First and foremost, you have to accept the fact that this is not an exact science. It is one that is based on some 5,000 years of experience and limited research, but human beings are incredibly complex and numerology is no more than an attempt to identify and label some of the more visible aspects. There are countless variables that are too subtle and too hidden to be recognized. Therefore, it is simply not possible for a numerologist to be right 100 percent of the time. For that reason, you will have to be careful with what you say, in order to avoid harming the person who comes to you in good faith, and who may well take your words more literally than you realize. This is particularly important when you wish to explain weaknesses or shortcomings represented in a person's chart.

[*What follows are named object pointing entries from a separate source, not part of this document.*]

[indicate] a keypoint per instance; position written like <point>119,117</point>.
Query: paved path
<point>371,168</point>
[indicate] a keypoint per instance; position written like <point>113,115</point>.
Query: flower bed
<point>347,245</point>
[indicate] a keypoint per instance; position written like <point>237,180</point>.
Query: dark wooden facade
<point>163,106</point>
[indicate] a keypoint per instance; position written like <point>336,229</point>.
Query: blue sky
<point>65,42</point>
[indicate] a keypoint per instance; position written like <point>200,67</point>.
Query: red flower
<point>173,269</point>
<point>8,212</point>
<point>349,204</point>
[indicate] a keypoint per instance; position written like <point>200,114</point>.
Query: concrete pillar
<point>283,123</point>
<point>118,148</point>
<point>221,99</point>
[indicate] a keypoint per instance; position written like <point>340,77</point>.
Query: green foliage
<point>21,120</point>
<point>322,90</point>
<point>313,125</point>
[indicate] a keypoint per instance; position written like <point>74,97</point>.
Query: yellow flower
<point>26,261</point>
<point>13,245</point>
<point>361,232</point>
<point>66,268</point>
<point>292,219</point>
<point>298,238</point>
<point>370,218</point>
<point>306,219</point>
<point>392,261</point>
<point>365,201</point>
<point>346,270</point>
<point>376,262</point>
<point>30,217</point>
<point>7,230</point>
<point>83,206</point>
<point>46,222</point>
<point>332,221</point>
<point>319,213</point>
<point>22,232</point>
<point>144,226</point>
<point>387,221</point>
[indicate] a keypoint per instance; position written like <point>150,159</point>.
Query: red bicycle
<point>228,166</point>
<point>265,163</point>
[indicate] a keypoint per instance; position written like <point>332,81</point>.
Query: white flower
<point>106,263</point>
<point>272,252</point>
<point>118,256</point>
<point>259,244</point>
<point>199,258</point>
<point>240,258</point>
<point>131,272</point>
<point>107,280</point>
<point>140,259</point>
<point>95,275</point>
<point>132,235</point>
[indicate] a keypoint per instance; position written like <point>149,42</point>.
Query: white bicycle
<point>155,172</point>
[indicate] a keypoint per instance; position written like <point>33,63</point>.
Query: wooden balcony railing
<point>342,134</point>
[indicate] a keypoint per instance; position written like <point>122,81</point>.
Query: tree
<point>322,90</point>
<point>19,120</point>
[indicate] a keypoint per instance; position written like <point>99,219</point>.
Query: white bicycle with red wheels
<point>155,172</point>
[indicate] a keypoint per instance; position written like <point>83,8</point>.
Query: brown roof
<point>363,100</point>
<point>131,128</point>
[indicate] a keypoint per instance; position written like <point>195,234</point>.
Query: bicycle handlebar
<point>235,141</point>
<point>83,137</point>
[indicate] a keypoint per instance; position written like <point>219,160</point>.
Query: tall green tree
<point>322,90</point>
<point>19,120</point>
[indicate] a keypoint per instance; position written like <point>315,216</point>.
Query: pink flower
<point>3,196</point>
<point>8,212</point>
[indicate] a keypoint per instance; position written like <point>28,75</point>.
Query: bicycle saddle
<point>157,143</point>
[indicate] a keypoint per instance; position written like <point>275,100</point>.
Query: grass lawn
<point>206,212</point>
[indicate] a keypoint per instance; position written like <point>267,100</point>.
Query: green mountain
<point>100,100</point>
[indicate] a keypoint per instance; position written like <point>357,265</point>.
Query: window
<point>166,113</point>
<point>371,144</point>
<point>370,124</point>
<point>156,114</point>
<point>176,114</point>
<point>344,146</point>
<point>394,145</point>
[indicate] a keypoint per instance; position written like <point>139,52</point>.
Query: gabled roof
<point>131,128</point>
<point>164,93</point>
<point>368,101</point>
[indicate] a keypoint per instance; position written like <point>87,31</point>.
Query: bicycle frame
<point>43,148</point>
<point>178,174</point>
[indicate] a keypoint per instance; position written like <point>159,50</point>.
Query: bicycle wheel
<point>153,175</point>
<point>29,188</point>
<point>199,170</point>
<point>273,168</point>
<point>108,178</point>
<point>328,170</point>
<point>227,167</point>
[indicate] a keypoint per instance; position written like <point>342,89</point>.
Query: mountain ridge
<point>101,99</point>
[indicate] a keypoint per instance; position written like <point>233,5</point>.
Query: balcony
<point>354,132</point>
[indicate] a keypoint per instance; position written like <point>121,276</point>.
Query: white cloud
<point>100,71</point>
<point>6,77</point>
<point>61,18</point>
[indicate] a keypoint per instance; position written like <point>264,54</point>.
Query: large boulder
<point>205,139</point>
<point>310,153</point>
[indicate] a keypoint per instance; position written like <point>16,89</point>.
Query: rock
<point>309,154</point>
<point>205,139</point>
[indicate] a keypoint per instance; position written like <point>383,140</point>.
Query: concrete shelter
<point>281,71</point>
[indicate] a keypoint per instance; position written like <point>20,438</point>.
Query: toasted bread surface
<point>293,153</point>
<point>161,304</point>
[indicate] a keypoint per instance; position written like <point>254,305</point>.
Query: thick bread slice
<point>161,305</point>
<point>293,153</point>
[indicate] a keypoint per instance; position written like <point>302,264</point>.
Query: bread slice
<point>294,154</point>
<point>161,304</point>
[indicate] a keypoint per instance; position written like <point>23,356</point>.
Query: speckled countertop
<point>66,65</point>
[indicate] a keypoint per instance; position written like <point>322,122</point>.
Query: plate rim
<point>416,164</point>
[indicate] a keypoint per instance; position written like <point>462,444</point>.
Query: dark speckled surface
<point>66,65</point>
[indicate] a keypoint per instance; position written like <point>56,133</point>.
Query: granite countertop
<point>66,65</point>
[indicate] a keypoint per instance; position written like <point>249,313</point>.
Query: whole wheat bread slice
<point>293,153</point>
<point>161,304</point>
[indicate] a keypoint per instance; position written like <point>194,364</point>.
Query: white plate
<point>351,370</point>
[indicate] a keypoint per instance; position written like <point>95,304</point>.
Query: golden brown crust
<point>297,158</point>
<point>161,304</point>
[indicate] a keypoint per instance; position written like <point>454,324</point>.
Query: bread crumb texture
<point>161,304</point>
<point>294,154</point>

For example, let's say that you client's chart reveals a lack of self-confidence, and that he or she compensates for that with self-indulgence, such as alcohol abuse. Instead of saying, "You lack self-confidence and you are an alcoholic," which will probably only increase your client's insecurity, and inspire him or her to reach for the bottle, you may want to point out some of the client's talents and positive characteristics. You want to motivate your client to take advantage of these talents. You want to enhance your client's confidence, and you may well decide that it would be unwise, even harmful, to mention his or her lack of confidence, saying instead: "You have much going for yourself, but you do not give yourself the credit you deserve."
I believe that a numerologist's strongest asset is a true and indiscriminating love for the client. The client almost always is a person in need of guidance and support. Someone who is happy and content is much less likely to visit a numerologist as a person who is going through a difficult time. Often, the client who comes to you, and is willing to pay for a consultation, experiences pain and confusion; is perhaps even desperate. He or she is reaching out to a professional in the hope that a person with training and experience will shed some light on his or her confusions, will help them to cope, and perhaps even start the healing process. You may be a stranger to the client, but you will hear intimacies that are in many cases not shared with friends or relatives. You are in a position to help and comfort. You are asked for insight and wisdom, and perhaps you will be able to offer some. But more important is the opportunity to spiritually embrace the person, to touch the heart, to replace desperation with hope, and to inspire faith where there was little left.
Numerology is a difficult, but intensely rewarding profession.